5 réflexions sur “Haïtiens assignés à résidence”

  1. On se croirait dans « le malade imaginaire » : « la surpopulation ! La surpopulation, vous dis-je ! »

    « De plus, ce n’est que lorsque les groupes humains se sont enracinés dans une zone particulière, au fil de plusieurs générations, qu’ils développent un sens des limites en termes de ressources. »

    Faudrait-il en déduire que nos frères africains devraient se contenter de leurs conditions de vie arriérées locales, qui ne sont bien sûr pas dues au sous-développement, au pillage et à la corruption, mais à leur ponction indues sur la biosphère pour cause de surpopulation ?
    Si je comprend bien, vous refusez aux populations des pays pauvres le droit d’aller chercher ailleurs une vie meilleure, mais en plus vous souhaitez leur interdire de construire chez eux les moyens de leur bonheur ?
    Il faudrait donc qu’ils crèvent de misère pour sauver la planète ?

    Mais de quel droit, ô experts au sang froid ?

    Comment osez-vous écrire des choses aussi inhumaines dans leurs implications ?

    Et puis, je ne comprend pas : il y a quelques semaines, vous vous érigiez en pourfendeurs des états-nations, et pour une communauté d’intérêt à l’échelle de l’humanité, en maudissant les frontières.
    Aujourd’hui, nous seulement vous défendez la territorialisation, mais vous en exigez le durcissement au nom bien sûr de la sauvegarde de la planète, avec un argumentaire à faire rougir de plaisir un Hortefeux, un Besson ou un LePen.

    A force d’osciller entre le rouge et le vert, vous voici presque brun, messieurs de biosphère. Pour préserver la pureté du territoire, halte aux flots d’immigrés ! comme vous dites.

    Salutations,
    Jean-Gabriel Mahéo

  2. MIchel Marceau

    Suite…

    Il ne faut cependant pas oublier que la croissance très rapide de la population depuis les années 50 a été un facteur déterminant de dégradation de l’environnement en Haiti et par conséquence du niveau de vie de la population. L’exode de la classe moyenne vers l’étranger n’a pas aidé.
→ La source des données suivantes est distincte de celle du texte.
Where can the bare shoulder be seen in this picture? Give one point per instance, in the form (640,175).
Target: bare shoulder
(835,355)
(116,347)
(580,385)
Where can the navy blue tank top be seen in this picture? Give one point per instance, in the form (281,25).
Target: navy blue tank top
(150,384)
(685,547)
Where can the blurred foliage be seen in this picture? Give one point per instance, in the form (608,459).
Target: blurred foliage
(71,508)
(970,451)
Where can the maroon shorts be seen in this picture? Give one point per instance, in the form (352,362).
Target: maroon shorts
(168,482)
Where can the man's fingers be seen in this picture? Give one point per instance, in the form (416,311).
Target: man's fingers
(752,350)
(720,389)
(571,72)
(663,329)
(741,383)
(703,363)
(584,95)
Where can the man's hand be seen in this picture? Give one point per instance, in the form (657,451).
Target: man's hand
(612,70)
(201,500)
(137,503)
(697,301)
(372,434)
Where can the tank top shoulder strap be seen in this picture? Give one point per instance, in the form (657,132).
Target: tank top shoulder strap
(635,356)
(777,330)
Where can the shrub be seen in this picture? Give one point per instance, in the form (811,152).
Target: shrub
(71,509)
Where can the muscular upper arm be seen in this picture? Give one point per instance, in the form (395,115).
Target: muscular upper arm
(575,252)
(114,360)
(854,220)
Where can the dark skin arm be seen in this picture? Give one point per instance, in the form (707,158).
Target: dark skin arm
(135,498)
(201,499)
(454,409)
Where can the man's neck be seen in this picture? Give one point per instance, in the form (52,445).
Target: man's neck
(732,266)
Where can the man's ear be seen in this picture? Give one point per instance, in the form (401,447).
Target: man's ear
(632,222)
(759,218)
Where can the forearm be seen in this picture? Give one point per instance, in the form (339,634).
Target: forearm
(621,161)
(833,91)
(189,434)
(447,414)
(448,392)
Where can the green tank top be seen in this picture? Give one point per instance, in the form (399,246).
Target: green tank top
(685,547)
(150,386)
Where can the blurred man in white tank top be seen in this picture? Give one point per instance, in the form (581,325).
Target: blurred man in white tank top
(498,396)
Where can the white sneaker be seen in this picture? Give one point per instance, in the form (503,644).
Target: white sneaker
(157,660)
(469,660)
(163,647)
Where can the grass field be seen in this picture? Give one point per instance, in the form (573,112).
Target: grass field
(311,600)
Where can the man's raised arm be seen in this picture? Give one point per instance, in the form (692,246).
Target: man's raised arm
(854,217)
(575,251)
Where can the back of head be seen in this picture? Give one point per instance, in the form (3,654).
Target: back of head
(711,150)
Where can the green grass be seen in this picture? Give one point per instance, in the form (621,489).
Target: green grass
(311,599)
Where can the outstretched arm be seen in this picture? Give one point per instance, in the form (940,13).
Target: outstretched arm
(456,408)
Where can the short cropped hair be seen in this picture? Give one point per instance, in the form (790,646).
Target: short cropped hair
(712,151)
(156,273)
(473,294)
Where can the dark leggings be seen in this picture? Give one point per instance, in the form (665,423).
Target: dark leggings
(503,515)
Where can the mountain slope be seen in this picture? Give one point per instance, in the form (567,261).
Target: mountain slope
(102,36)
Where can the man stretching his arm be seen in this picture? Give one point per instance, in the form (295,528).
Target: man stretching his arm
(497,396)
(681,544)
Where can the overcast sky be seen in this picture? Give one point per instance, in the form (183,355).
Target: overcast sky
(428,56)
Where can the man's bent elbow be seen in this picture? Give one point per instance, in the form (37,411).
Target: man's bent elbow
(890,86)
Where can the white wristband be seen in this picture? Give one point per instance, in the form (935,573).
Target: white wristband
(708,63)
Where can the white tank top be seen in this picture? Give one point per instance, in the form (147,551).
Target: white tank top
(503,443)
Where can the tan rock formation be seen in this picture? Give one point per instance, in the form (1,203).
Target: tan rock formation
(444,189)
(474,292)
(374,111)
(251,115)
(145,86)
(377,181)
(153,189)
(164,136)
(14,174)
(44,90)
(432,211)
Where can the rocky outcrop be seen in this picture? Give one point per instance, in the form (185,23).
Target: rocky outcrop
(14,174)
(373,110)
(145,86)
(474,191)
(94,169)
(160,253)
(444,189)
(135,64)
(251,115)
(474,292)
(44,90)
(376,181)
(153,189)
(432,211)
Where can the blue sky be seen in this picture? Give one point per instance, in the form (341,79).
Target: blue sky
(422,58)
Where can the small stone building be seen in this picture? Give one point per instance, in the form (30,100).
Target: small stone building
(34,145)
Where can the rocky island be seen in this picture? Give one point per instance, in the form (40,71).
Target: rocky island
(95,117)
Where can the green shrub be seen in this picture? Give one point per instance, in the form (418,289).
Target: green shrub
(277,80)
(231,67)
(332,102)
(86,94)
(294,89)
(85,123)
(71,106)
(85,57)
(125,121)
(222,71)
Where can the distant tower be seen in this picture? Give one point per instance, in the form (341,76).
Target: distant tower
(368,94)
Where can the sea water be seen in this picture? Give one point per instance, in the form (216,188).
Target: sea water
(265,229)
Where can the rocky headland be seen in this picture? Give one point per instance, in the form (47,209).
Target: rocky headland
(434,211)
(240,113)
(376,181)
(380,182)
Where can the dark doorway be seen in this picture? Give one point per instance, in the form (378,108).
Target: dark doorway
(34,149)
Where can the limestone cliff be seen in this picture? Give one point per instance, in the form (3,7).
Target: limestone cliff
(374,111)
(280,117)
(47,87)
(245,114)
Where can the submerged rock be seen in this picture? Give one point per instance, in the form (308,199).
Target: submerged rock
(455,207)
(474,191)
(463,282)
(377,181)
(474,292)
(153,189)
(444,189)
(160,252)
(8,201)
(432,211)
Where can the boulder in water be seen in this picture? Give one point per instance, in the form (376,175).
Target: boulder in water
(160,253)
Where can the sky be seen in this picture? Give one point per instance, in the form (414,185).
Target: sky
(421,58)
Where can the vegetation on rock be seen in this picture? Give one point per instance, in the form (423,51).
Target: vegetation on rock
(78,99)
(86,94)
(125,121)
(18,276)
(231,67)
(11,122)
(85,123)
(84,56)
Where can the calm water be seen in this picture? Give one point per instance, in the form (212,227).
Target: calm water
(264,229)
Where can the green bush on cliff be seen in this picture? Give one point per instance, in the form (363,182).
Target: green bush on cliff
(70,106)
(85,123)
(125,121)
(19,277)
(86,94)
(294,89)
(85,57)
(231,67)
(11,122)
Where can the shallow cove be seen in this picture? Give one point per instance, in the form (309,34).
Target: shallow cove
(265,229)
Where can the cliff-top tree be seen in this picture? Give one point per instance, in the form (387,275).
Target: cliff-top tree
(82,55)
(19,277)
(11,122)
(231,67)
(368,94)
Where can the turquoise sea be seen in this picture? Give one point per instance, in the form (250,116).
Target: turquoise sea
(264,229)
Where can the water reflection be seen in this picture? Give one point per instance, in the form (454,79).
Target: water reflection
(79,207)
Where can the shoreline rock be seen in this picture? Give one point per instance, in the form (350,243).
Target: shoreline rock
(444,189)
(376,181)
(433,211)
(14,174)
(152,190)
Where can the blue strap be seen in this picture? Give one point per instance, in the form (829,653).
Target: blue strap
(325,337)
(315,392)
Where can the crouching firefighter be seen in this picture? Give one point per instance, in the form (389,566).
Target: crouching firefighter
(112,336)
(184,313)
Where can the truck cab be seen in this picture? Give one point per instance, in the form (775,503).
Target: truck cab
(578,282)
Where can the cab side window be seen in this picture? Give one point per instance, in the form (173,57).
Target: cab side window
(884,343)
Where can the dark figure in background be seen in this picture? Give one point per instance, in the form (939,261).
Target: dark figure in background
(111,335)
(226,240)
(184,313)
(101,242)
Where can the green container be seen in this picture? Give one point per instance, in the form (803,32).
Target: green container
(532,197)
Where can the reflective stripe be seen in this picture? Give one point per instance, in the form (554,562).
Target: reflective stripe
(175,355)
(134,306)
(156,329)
    Ce qui laisse penser que ce scénario pourrait se reproduire partiellement en Afrique; la croissance de la population augmente rapidement, la gouvernance est généralement médiocre, les personnes qualifiés migrent, l’environnement se dégrade. Les ressources étant plus importantes la dégradation sera probablement moins importante mais sans changement le processus d’agonie sera simplement plus lent. Mais il y a de l’espoir entre autre avec la présence chinoise.

  3. MIchel Marceau

    Suite…

    Il ne faut cependant pas oublier que la croissance très rapide de la population depuis les années 50 a été un facteur déterminant de dégradation de l’environnement en Haiti et par conséquence du niveau de vie de la population. L’exode de la classe moyenne vers l’étranger n’a pas aidé.
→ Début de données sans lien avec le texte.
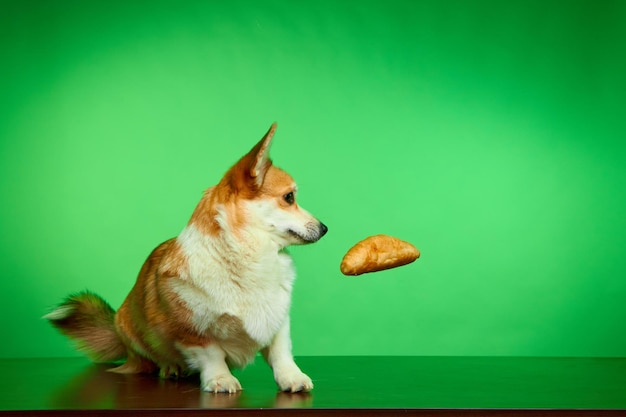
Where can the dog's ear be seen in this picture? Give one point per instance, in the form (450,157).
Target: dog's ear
(259,157)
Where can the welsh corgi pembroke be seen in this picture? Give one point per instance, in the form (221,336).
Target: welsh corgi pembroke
(211,298)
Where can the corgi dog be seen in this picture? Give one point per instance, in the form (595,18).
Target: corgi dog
(211,298)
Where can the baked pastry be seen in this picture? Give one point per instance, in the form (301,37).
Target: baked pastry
(377,253)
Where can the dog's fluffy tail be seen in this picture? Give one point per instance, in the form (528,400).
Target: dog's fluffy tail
(88,320)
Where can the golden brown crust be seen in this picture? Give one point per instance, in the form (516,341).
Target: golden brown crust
(377,253)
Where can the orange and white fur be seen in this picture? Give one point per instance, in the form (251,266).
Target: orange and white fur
(214,296)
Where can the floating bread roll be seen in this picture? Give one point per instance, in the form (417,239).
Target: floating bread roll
(377,253)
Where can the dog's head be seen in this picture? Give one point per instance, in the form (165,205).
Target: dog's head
(263,197)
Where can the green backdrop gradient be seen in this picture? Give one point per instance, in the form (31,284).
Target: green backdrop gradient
(491,134)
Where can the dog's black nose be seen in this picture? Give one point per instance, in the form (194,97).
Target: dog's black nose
(323,229)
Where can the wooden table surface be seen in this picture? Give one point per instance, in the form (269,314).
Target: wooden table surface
(343,385)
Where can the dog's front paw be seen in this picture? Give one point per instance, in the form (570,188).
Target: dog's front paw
(294,380)
(222,383)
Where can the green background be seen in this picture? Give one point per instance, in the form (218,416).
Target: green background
(491,134)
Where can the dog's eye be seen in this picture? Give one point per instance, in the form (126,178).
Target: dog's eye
(289,198)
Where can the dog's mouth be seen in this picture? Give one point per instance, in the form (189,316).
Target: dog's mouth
(299,237)
(314,233)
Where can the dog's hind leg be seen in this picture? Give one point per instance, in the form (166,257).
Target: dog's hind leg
(210,360)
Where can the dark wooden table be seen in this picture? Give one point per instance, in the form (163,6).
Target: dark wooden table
(437,386)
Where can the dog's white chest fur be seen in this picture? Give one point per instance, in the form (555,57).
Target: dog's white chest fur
(250,281)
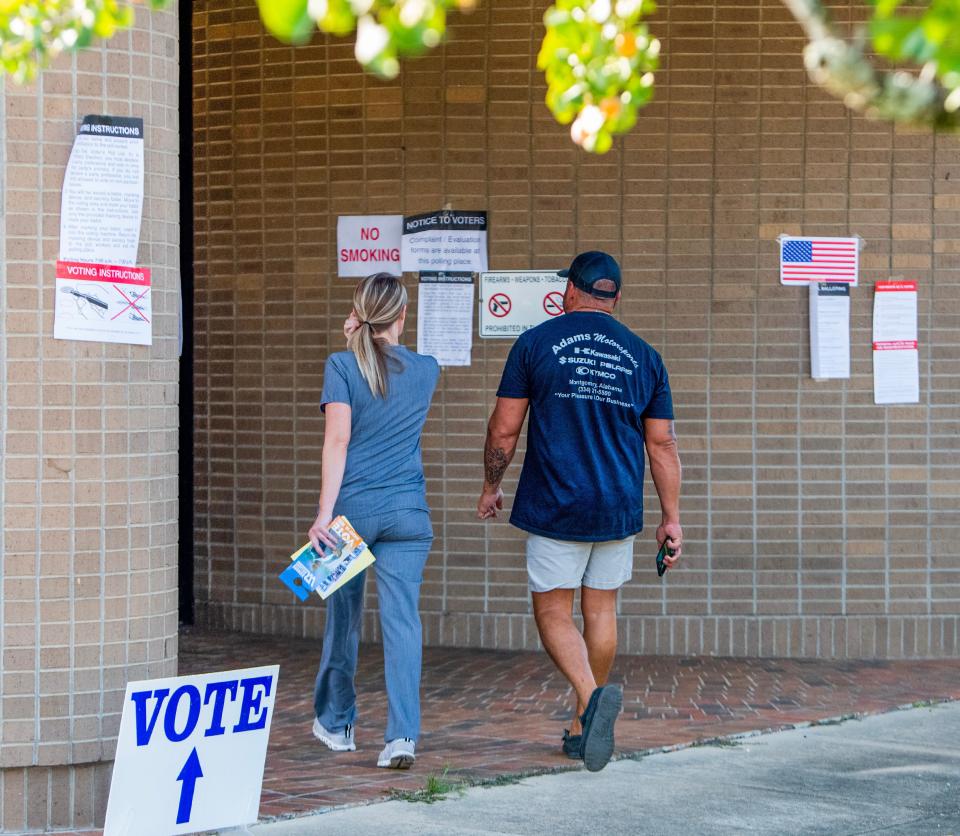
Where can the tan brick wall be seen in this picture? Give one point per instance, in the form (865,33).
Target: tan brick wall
(88,550)
(816,522)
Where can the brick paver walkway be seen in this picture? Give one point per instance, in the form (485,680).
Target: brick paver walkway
(491,713)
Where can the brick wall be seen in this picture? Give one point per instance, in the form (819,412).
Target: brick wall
(88,547)
(816,523)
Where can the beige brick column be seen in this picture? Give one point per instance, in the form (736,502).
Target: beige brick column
(88,549)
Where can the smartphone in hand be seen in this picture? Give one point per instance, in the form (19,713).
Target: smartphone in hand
(664,551)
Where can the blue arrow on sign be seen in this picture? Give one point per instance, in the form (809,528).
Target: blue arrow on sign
(189,774)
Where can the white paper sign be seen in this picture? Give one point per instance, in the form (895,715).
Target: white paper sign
(896,356)
(105,303)
(829,331)
(102,201)
(513,301)
(190,753)
(368,244)
(445,321)
(445,240)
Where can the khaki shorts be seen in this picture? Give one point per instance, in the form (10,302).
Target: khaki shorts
(563,564)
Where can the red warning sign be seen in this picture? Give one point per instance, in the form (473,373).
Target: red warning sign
(553,303)
(499,304)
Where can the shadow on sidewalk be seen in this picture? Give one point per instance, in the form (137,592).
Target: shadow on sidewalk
(489,714)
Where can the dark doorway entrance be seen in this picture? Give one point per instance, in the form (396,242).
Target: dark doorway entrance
(185,573)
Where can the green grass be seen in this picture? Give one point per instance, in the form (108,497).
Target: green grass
(437,788)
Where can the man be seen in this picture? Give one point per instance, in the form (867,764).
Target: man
(598,395)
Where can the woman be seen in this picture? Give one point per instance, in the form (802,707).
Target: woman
(375,398)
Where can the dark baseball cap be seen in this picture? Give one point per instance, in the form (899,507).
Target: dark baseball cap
(590,267)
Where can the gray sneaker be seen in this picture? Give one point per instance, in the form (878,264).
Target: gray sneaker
(596,742)
(398,754)
(341,741)
(571,745)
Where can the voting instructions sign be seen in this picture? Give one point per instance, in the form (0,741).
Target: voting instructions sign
(105,303)
(513,301)
(190,753)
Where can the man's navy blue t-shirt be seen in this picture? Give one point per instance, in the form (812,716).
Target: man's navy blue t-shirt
(591,382)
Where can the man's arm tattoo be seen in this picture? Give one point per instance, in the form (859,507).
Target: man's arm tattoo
(495,463)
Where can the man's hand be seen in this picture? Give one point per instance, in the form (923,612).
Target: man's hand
(319,534)
(490,502)
(672,533)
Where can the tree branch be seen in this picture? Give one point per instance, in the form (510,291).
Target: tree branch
(841,68)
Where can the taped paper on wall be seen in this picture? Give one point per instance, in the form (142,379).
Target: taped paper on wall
(829,331)
(101,206)
(896,355)
(445,321)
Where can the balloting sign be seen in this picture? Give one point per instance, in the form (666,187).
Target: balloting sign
(190,753)
(513,301)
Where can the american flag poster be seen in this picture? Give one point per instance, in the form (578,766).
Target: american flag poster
(805,260)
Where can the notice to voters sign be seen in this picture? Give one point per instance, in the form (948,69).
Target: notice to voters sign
(513,301)
(190,753)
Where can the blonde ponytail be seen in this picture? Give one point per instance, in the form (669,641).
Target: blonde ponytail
(379,301)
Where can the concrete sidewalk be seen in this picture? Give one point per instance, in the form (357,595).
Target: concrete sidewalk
(489,715)
(894,773)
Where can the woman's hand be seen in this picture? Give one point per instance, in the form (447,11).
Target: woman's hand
(319,534)
(350,324)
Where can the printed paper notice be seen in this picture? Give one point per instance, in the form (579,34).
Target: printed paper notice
(445,240)
(829,331)
(445,321)
(368,244)
(102,201)
(103,303)
(896,356)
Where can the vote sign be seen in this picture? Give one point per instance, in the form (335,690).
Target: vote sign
(190,753)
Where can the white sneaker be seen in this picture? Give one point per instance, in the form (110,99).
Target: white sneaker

    Ce qui laisse penser que ce scénario pourrait se reproduire partiellement en Afrique; la croissance de la population augmente rapidement, la gouvernance est généralement médiocre, les personnes qualifiés migrent, l’environnement se dégrade. Les ressources étant plus importantes la dégradation sera probablement moins importante mais sans changement le processus d’agonie sera simplement plus lent. Mais il y a de l’espoir entre autre avec la présence chinoise.

  4. MIchel Marceau

    J’avais relevé à René Dumont une de ses contradictions. Il avait affirmé, dans l’un de ses livres, que l’immigration massive des populations pauvres de pays surpeuplés était souhaitable. Par contre il dénonçait la sur-consommation des citoyens des pays riches. Donc a moins de créer de vastes réserves de pauvres dans les grands pays riches et en faire des citoyens de seconde classe cette proposition de tiens pas la route.
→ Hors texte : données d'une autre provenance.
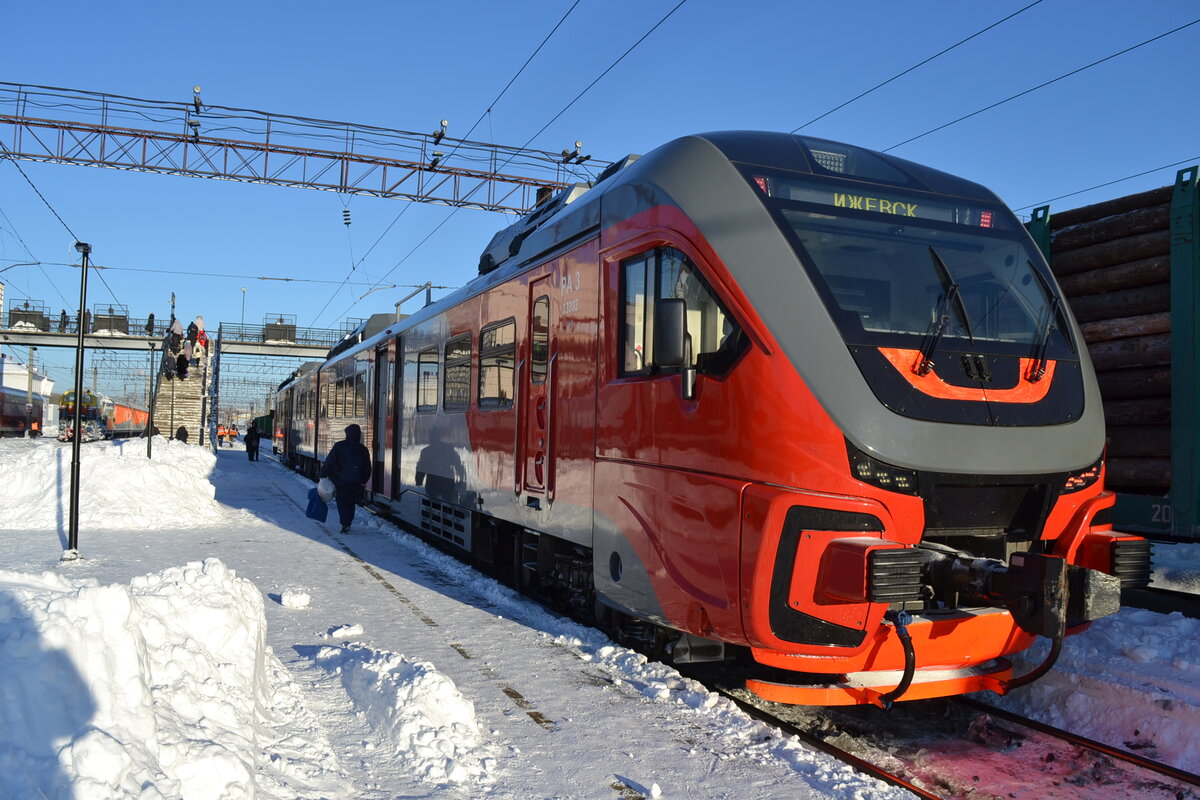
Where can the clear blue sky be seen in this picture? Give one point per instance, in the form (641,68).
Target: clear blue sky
(713,65)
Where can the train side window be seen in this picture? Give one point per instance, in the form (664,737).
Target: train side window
(427,380)
(497,356)
(540,346)
(456,384)
(634,314)
(715,338)
(360,394)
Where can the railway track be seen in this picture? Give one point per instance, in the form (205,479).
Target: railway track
(961,749)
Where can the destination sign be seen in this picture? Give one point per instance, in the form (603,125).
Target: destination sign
(882,203)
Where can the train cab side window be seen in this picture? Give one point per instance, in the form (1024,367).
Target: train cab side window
(540,346)
(497,356)
(715,338)
(360,392)
(427,365)
(635,311)
(456,385)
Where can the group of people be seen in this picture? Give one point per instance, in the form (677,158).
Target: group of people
(183,349)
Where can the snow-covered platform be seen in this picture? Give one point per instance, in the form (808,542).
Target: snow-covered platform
(214,642)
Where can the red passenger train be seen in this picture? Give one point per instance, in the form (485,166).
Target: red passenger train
(757,398)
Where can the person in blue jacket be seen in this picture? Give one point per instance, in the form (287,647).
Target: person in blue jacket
(348,465)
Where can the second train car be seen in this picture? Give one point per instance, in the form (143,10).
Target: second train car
(761,398)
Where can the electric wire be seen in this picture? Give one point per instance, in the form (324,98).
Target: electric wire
(57,216)
(543,128)
(481,118)
(1193,160)
(193,275)
(1042,85)
(454,150)
(916,66)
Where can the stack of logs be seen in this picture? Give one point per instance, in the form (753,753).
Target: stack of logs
(1113,262)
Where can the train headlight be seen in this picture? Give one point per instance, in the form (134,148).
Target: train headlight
(876,473)
(1084,477)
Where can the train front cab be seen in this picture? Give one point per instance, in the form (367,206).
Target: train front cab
(732,504)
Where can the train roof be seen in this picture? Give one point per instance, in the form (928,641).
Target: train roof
(581,209)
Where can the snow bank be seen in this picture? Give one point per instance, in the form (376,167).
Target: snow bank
(1129,680)
(417,710)
(118,487)
(157,690)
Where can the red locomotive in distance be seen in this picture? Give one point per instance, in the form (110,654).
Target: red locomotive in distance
(761,398)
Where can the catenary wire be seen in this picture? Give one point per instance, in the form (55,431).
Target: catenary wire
(455,148)
(1127,178)
(1042,85)
(916,66)
(541,130)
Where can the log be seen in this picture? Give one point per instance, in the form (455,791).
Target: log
(1152,410)
(1126,302)
(1138,474)
(1119,251)
(1139,221)
(1110,208)
(1141,272)
(1104,330)
(1140,441)
(1138,352)
(1139,382)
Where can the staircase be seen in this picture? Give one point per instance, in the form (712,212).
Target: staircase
(184,403)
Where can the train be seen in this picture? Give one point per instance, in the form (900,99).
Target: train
(15,420)
(784,405)
(106,417)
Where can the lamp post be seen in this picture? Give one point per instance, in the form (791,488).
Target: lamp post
(150,382)
(29,396)
(72,551)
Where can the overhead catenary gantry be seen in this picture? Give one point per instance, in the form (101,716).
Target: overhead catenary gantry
(192,138)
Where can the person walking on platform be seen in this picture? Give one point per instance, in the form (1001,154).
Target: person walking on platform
(348,465)
(251,440)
    En Haiti le problème principal n’en est pas un de sur-population mais de mauvaise gestion d’une élite corrompue.

  5. MIchel Marceau

    J’avais relevé à René Dumont une de ses contradictions. Il avait affirmé, dans l’un de ses livres, que l’immigration massive des populations pauvres de pays surpeuplés était souhaitable. Par contre il dénonçait la sur-consommation des citoyens des pays riches. Donc a moins de créer de vastes réserves de pauvres dans les grands pays riches et en faire des citoyens de seconde classe cette proposition de tiens pas la route.

    En Haiti le problème principal n’en est pas un de sur-population mais de mauvaise gestion d’une élite corrompue.